Navigating the Horizon: Actionable Steps for an AI-Augmented Future
The insights from Dan Shipper's conversation offer a clear roadmap for individuals and organizations looking to adapt to the evolving landscape of work. The emphasis is on proactive engagement with AI, not as a passive observer, but as an active participant and orchestrator.
- Embrace AI as a Co-Pilot: Actively integrate AI tools like Codex or Claude Co-Work into your daily workflows. Experiment with using these environments for tasks that were previously done in separate applications, paying close attention to how they can streamline your processes.
- Develop Agent Orchestration Skills: If you are in a technical role, focus on building systems and interfaces that enable AI agents to interact seamlessly with your products and workflows. For non-technical roles, explore how to effectively delegate tasks to and manage AI agents.
- Cultivate Strategic and Creative Expertise: As AI commoditizes execution, human value will increasingly lie in strategic thinking, problem framing, creative ideation, and deep user understanding. Focus on developing these higher-order skills.
- Invest in SaaS, Not as a Replacement, but as a Foundation: Shipper's contrarian take suggests that SaaS companies are not only safe but poised for growth. The focus for SaaS providers should be on making their tools usable by both humans and AI agents, enabling collaboration rather than direct AI integration.

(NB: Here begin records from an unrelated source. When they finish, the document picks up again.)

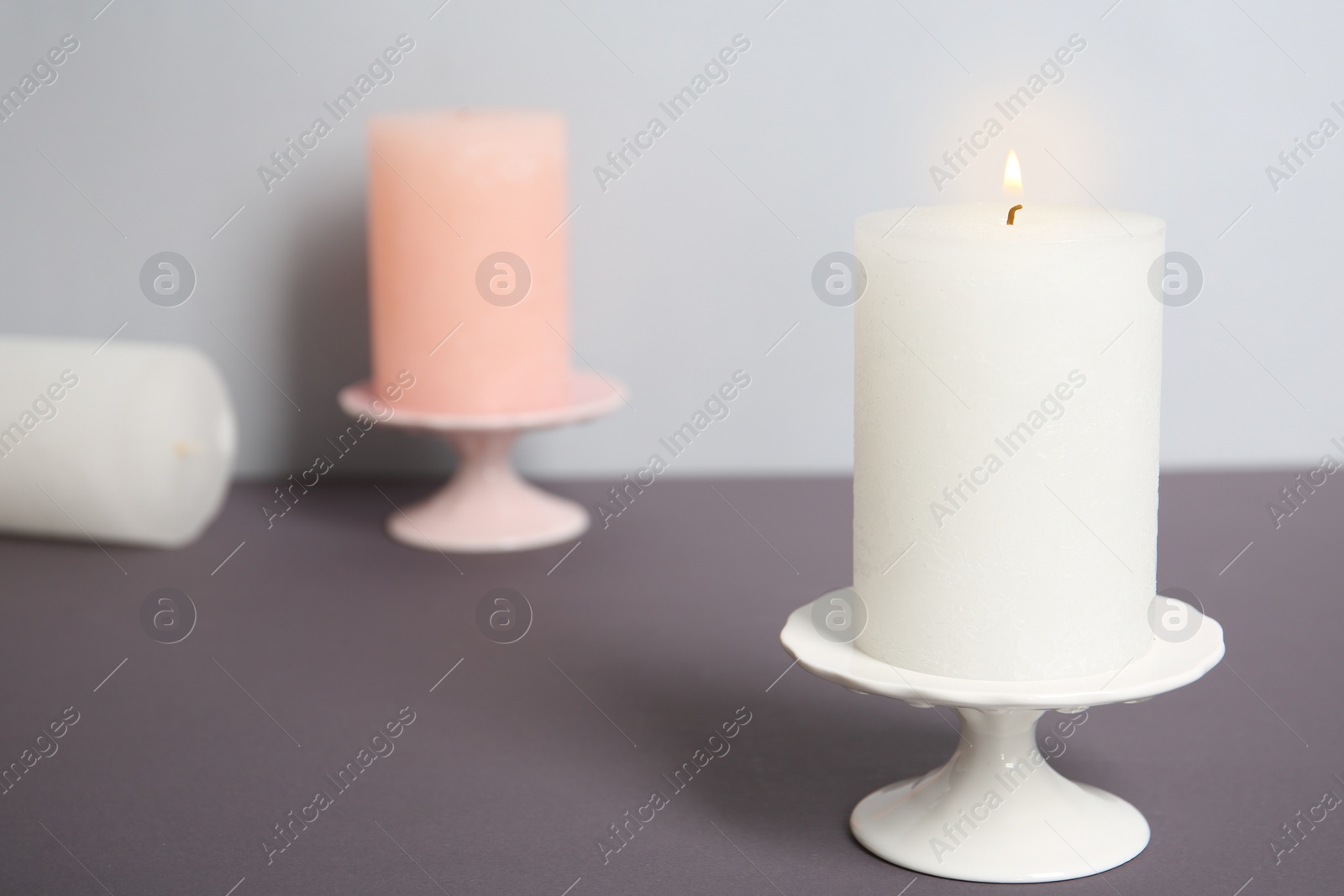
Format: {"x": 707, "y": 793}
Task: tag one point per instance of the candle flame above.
{"x": 1012, "y": 176}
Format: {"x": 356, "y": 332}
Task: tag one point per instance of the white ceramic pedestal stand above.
{"x": 1042, "y": 826}
{"x": 487, "y": 506}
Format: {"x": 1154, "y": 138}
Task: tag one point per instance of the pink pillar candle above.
{"x": 468, "y": 259}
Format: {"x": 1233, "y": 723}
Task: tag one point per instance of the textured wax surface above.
{"x": 447, "y": 191}
{"x": 669, "y": 621}
{"x": 1007, "y": 387}
{"x": 124, "y": 441}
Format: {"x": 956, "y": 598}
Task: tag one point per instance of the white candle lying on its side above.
{"x": 131, "y": 443}
{"x": 1007, "y": 385}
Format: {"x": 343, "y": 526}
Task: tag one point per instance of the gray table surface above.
{"x": 652, "y": 633}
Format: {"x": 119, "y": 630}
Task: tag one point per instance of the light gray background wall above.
{"x": 698, "y": 259}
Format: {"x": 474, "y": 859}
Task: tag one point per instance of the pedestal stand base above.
{"x": 487, "y": 506}
{"x": 998, "y": 812}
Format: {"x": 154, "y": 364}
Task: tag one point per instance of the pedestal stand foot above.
{"x": 999, "y": 813}
{"x": 487, "y": 506}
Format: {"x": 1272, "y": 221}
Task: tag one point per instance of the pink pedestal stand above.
{"x": 487, "y": 506}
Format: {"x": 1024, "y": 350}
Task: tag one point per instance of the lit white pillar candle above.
{"x": 127, "y": 443}
{"x": 1007, "y": 389}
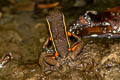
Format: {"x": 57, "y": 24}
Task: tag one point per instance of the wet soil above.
{"x": 22, "y": 34}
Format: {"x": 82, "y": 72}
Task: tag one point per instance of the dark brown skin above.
{"x": 60, "y": 41}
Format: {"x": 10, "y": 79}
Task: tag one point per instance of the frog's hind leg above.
{"x": 76, "y": 47}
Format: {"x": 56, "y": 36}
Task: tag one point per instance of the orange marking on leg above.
{"x": 56, "y": 54}
{"x": 69, "y": 49}
{"x": 69, "y": 34}
{"x": 75, "y": 46}
{"x": 50, "y": 38}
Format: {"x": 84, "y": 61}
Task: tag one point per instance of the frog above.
{"x": 59, "y": 48}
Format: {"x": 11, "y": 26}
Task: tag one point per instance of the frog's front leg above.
{"x": 76, "y": 47}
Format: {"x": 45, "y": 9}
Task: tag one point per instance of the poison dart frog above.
{"x": 62, "y": 50}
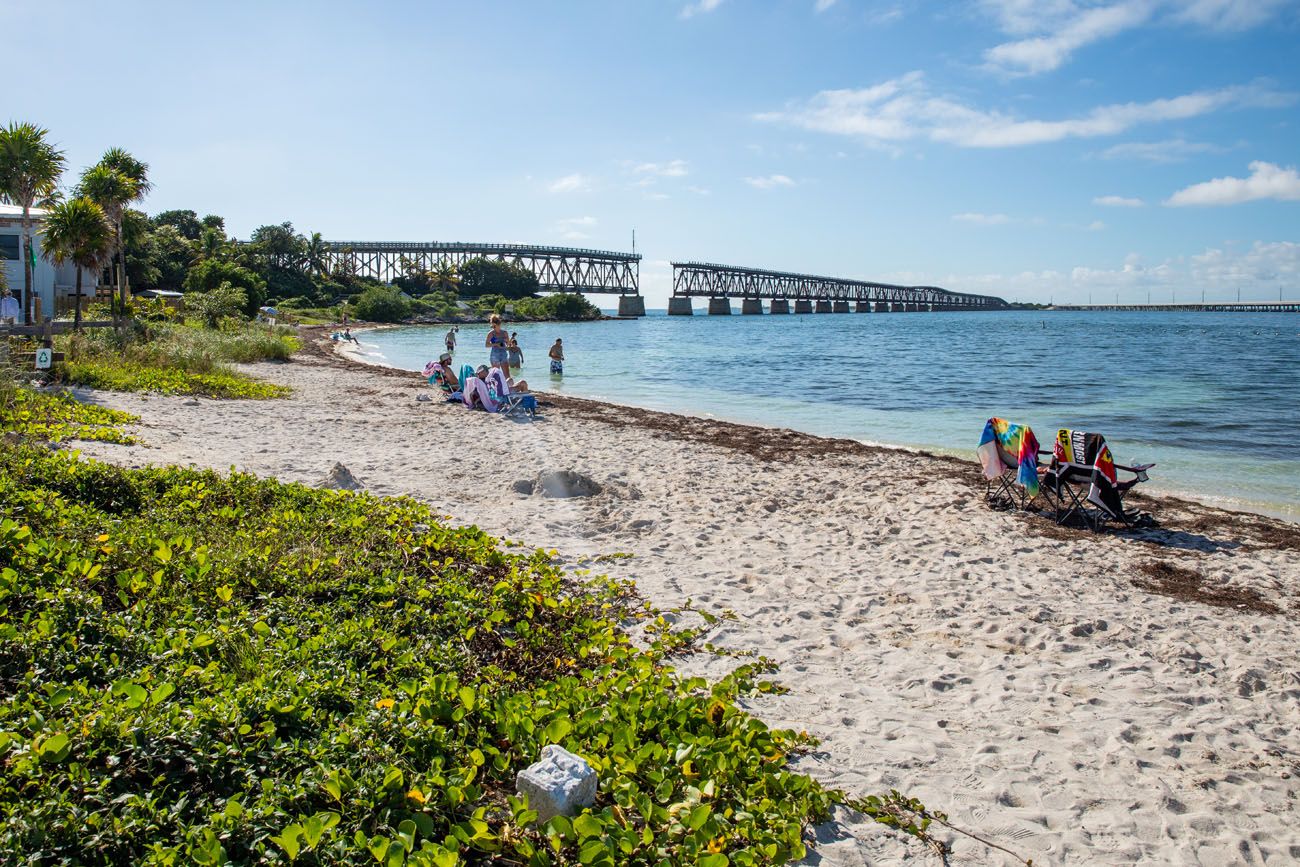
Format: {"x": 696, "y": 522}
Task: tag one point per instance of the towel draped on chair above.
{"x": 1018, "y": 445}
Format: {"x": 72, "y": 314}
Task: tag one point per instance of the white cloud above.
{"x": 1266, "y": 181}
{"x": 671, "y": 169}
{"x": 904, "y": 108}
{"x": 572, "y": 228}
{"x": 983, "y": 219}
{"x": 1256, "y": 271}
{"x": 1118, "y": 202}
{"x": 1262, "y": 265}
{"x": 1165, "y": 151}
{"x": 1047, "y": 52}
{"x": 575, "y": 182}
{"x": 1227, "y": 14}
{"x": 693, "y": 9}
{"x": 1051, "y": 31}
{"x": 770, "y": 182}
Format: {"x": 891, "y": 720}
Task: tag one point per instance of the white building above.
{"x": 47, "y": 281}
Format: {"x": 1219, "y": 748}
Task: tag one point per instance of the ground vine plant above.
{"x": 204, "y": 668}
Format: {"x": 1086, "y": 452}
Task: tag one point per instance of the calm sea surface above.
{"x": 1212, "y": 398}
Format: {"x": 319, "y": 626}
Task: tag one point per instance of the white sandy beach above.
{"x": 1077, "y": 698}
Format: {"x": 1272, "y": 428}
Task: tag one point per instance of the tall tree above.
{"x": 445, "y": 276}
{"x": 30, "y": 168}
{"x": 112, "y": 191}
{"x": 138, "y": 173}
{"x": 78, "y": 232}
{"x": 316, "y": 256}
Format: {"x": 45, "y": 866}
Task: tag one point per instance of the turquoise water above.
{"x": 1212, "y": 398}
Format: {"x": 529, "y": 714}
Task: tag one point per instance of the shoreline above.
{"x": 1075, "y": 697}
{"x": 1182, "y": 499}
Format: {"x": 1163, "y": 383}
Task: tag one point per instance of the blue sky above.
{"x": 1062, "y": 150}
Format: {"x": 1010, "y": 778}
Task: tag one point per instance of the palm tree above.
{"x": 30, "y": 168}
{"x": 212, "y": 245}
{"x": 445, "y": 276}
{"x": 112, "y": 191}
{"x": 78, "y": 232}
{"x": 316, "y": 256}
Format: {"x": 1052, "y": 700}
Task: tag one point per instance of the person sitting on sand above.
{"x": 447, "y": 380}
{"x": 503, "y": 385}
{"x": 558, "y": 358}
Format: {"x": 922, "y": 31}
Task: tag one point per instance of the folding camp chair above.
{"x": 1009, "y": 454}
{"x": 437, "y": 376}
{"x": 1083, "y": 482}
{"x": 510, "y": 402}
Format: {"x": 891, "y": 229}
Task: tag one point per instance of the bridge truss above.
{"x": 702, "y": 280}
{"x": 558, "y": 269}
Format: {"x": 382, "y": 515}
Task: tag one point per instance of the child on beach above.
{"x": 558, "y": 358}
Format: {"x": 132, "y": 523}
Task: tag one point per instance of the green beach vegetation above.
{"x": 178, "y": 358}
{"x": 204, "y": 668}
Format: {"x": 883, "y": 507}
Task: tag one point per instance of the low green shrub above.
{"x": 170, "y": 358}
{"x": 204, "y": 670}
{"x": 129, "y": 375}
{"x": 57, "y": 417}
{"x": 381, "y": 304}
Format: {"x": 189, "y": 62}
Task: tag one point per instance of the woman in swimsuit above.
{"x": 516, "y": 355}
{"x": 498, "y": 343}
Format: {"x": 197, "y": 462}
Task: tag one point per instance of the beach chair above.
{"x": 510, "y": 402}
{"x": 437, "y": 376}
{"x": 1009, "y": 455}
{"x": 1083, "y": 482}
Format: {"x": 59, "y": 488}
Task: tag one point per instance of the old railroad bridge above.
{"x": 570, "y": 269}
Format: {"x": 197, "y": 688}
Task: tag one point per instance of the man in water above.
{"x": 9, "y": 311}
{"x": 558, "y": 358}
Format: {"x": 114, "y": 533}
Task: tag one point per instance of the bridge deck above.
{"x": 558, "y": 269}
{"x": 1201, "y": 307}
{"x": 706, "y": 280}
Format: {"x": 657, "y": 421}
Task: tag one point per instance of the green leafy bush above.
{"x": 207, "y": 670}
{"x": 216, "y": 304}
{"x": 568, "y": 307}
{"x": 493, "y": 277}
{"x": 381, "y": 304}
{"x": 126, "y": 375}
{"x": 56, "y": 417}
{"x": 170, "y": 358}
{"x": 211, "y": 273}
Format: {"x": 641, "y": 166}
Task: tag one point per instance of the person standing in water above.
{"x": 498, "y": 343}
{"x": 558, "y": 358}
{"x": 516, "y": 355}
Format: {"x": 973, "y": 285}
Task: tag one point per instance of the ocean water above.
{"x": 1212, "y": 398}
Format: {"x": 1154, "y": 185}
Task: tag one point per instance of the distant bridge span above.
{"x": 823, "y": 294}
{"x": 558, "y": 269}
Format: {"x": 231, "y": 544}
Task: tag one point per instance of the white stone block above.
{"x": 559, "y": 784}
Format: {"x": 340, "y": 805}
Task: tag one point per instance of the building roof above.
{"x": 13, "y": 212}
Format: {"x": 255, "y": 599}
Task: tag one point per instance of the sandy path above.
{"x": 1013, "y": 675}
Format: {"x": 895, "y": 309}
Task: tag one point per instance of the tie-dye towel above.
{"x": 1018, "y": 443}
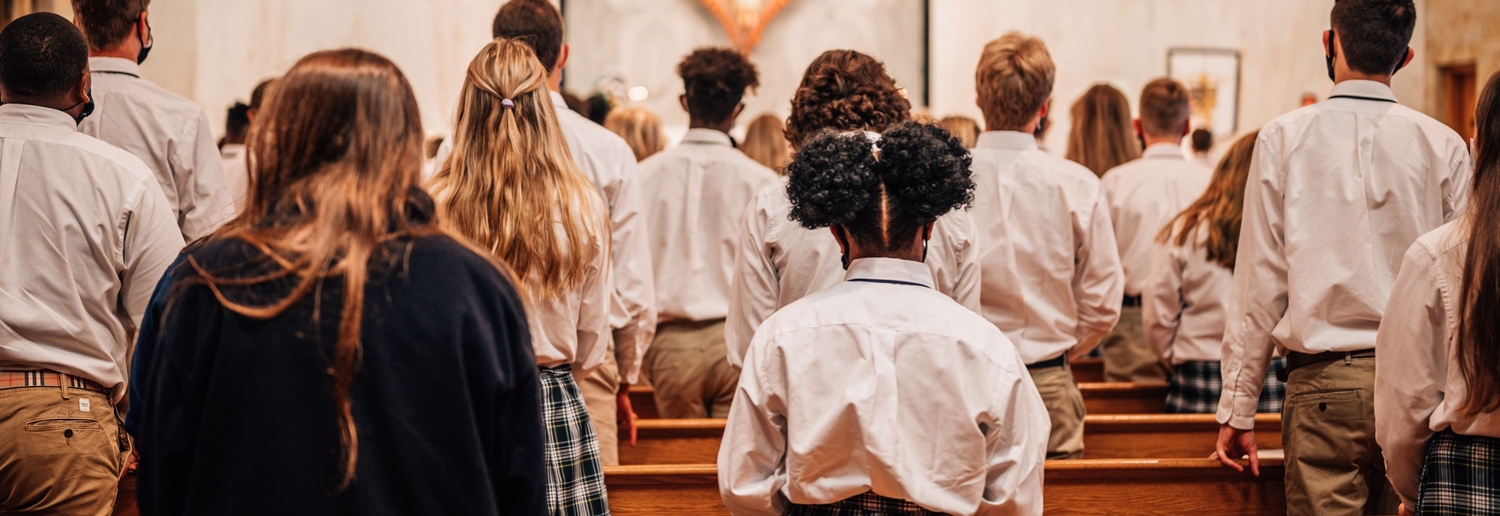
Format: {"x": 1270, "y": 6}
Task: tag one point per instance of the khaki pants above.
{"x": 1065, "y": 408}
{"x": 1127, "y": 354}
{"x": 690, "y": 369}
{"x": 1328, "y": 431}
{"x": 599, "y": 396}
{"x": 54, "y": 456}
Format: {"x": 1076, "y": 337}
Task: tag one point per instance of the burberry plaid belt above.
{"x": 45, "y": 378}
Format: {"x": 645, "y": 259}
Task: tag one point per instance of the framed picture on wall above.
{"x": 1212, "y": 75}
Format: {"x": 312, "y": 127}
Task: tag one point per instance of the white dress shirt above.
{"x": 1184, "y": 302}
{"x": 1145, "y": 195}
{"x": 695, "y": 198}
{"x": 170, "y": 134}
{"x": 1419, "y": 386}
{"x": 885, "y": 387}
{"x": 1337, "y": 192}
{"x": 84, "y": 237}
{"x": 779, "y": 261}
{"x": 1052, "y": 270}
{"x": 236, "y": 173}
{"x": 573, "y": 329}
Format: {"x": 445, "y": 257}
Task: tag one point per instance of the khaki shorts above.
{"x": 1059, "y": 392}
{"x": 59, "y": 453}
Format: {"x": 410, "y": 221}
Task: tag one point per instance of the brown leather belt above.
{"x": 1296, "y": 360}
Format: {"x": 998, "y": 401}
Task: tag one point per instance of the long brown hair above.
{"x": 1101, "y": 135}
{"x": 1220, "y": 209}
{"x": 845, "y": 90}
{"x": 510, "y": 179}
{"x": 1479, "y": 311}
{"x": 335, "y": 158}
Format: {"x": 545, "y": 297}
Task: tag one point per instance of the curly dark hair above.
{"x": 920, "y": 174}
{"x": 714, "y": 80}
{"x": 845, "y": 90}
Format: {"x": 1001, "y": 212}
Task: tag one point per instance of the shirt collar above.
{"x": 711, "y": 137}
{"x": 114, "y": 65}
{"x": 891, "y": 270}
{"x": 1007, "y": 140}
{"x": 36, "y": 116}
{"x": 1164, "y": 152}
{"x": 1364, "y": 89}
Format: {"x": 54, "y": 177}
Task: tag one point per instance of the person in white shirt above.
{"x": 1143, "y": 195}
{"x": 777, "y": 261}
{"x": 510, "y": 168}
{"x": 167, "y": 131}
{"x": 695, "y": 201}
{"x": 1337, "y": 192}
{"x": 882, "y": 395}
{"x": 1188, "y": 287}
{"x": 1052, "y": 272}
{"x": 84, "y": 236}
{"x": 1437, "y": 374}
{"x": 609, "y": 162}
{"x": 236, "y": 162}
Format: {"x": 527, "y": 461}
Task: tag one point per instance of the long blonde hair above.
{"x": 639, "y": 128}
{"x": 510, "y": 179}
{"x": 1101, "y": 135}
{"x": 1220, "y": 209}
{"x": 335, "y": 162}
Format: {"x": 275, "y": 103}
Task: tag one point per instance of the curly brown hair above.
{"x": 714, "y": 80}
{"x": 845, "y": 90}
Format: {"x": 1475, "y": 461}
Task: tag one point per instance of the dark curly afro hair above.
{"x": 837, "y": 179}
{"x": 845, "y": 90}
{"x": 714, "y": 80}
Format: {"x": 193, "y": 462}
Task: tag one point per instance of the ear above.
{"x": 561, "y": 57}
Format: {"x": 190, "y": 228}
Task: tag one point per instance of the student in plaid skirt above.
{"x": 509, "y": 168}
{"x": 1437, "y": 354}
{"x": 1188, "y": 290}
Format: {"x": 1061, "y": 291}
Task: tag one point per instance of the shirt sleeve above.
{"x": 752, "y": 468}
{"x": 755, "y": 284}
{"x": 1017, "y": 450}
{"x": 1259, "y": 294}
{"x": 1098, "y": 282}
{"x": 966, "y": 246}
{"x": 1410, "y": 362}
{"x": 1161, "y": 300}
{"x": 633, "y": 300}
{"x": 594, "y": 314}
{"x": 203, "y": 194}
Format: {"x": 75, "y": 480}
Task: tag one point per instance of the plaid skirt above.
{"x": 1196, "y": 387}
{"x": 863, "y": 504}
{"x": 575, "y": 476}
{"x": 1461, "y": 476}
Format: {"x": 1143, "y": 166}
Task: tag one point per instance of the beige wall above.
{"x": 1460, "y": 32}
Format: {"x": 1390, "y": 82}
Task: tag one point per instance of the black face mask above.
{"x": 146, "y": 45}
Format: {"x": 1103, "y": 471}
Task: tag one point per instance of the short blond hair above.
{"x": 1164, "y": 107}
{"x": 1014, "y": 80}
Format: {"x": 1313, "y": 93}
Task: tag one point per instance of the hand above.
{"x": 1235, "y": 443}
{"x": 624, "y": 414}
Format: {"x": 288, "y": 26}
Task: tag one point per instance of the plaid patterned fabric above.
{"x": 863, "y": 504}
{"x": 575, "y": 476}
{"x": 1196, "y": 387}
{"x": 1461, "y": 476}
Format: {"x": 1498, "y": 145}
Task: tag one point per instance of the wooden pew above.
{"x": 1104, "y": 437}
{"x": 1164, "y": 486}
{"x": 1098, "y": 398}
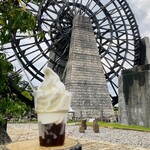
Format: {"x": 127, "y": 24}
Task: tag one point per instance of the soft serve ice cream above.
{"x": 52, "y": 103}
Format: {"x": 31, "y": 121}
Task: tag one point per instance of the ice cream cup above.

- Become a "Forward-Deployed" Professional: Whether in engineering, product, design, or operations, seek roles that involve managing, optimizing, and integrating AI systems. This requires a proactive, experimental mindset and a willingness to learn and adapt.
- Prioritize Learning and Playfulness: The most effective way to "ride the models" is through consistent curiosity and experimentation. Explore new AI tools and capabilities, not out of fear, but out of a desire to discover new possibilities and find moments of "joy" in how AI can enhance your work.
- Focus on Human-AI Collaboration: Recognize that the future of work involves humans and AI working together. Build products and processes that facilitate this synergy, where AI handles the commoditized tasks and humans focus on the complex, creative, and strategic elements.
- Develop an "AI-First" Mindset for SaaS: If you are building software, assume that your users will increasingly be AI agents. Design your products with this in mind, focusing on clear interfaces, robust APIs, and efficient data handling that agents can leverage.